Local authorities and housing associations in England and Wales would be allowed to apply for an injunction with the power of arrest, and prostitutes and drug dealers could lose their tenancies.
Nick Raynsford, then a junior environment minister in the new Labour government of Tony Blair, said the ASBOs would allow social landlords to “deal with troublemakers on housing estates, whether they are tenants or not, who make life hell for the majority of ordinary law-abiding tenants”.
Injunctions could cover drug dealing, racial harassment, dogs barking and loud music, and would apply where there had been a threat of violence. Offenders would be arrested and charged with breach of the peace or of their tenancy agreement.
10 years ago
A government probe was to investigate if buy-to-let investors were driving first-time buyers from the market.
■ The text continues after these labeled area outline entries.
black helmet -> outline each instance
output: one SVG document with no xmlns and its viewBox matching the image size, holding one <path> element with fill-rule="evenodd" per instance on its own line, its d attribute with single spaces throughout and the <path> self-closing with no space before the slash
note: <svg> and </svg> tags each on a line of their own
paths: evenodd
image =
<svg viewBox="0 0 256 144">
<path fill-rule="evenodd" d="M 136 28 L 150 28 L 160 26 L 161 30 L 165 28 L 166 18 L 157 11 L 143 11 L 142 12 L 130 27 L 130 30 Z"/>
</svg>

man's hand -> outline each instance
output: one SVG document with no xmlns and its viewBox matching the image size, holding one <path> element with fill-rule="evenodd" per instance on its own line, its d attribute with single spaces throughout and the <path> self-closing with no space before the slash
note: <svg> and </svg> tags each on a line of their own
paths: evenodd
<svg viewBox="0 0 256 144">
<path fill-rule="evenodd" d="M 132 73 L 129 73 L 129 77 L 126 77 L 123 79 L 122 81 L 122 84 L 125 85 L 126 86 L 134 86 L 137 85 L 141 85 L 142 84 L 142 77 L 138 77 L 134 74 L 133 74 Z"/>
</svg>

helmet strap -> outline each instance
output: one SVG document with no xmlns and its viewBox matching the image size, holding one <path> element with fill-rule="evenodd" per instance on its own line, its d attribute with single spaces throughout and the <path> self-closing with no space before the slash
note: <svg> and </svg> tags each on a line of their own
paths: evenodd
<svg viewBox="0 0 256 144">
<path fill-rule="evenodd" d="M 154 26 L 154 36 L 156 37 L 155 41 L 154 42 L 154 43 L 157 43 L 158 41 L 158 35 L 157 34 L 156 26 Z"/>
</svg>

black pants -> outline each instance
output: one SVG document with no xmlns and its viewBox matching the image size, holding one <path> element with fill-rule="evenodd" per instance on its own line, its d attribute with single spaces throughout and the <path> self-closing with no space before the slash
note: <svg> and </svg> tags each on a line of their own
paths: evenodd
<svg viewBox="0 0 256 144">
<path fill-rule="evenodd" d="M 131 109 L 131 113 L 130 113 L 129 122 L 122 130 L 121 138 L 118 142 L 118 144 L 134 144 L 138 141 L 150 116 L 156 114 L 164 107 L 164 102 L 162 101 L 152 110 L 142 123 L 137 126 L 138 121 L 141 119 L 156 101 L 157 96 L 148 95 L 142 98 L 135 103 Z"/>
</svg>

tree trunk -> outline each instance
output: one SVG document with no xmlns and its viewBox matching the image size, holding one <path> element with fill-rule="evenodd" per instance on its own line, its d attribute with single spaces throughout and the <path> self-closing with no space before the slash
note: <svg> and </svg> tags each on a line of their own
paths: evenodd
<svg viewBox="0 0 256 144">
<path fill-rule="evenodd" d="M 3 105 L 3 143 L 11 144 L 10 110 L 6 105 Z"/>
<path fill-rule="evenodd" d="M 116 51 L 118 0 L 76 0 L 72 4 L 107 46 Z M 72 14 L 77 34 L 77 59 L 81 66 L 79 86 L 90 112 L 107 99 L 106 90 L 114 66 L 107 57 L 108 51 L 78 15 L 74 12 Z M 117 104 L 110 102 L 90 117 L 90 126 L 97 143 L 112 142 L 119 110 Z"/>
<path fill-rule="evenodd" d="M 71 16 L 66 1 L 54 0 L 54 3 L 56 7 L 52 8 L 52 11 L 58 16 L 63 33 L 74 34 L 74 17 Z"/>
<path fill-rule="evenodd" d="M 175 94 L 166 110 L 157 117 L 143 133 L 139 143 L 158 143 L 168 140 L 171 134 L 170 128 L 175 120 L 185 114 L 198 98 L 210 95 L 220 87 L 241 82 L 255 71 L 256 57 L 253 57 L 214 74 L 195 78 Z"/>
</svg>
The study by the Department for Communities and Local Government was begun as the number of mortgages issued to investors was closing in on the number issued to first-time buyers, from 70,000 to just under 15,000 in only two years, showing the growth of buy-to-let.
The study was to examine if the buy-to-let market was affecting the affordability of the housing market for first-time buyers, with Abigail Davies of the Chartered Institute of Housing saying research was needed to prove the link, although “you can almost see it in your street – houses that were once occupied by young families go to buy-to-let quite quickly.”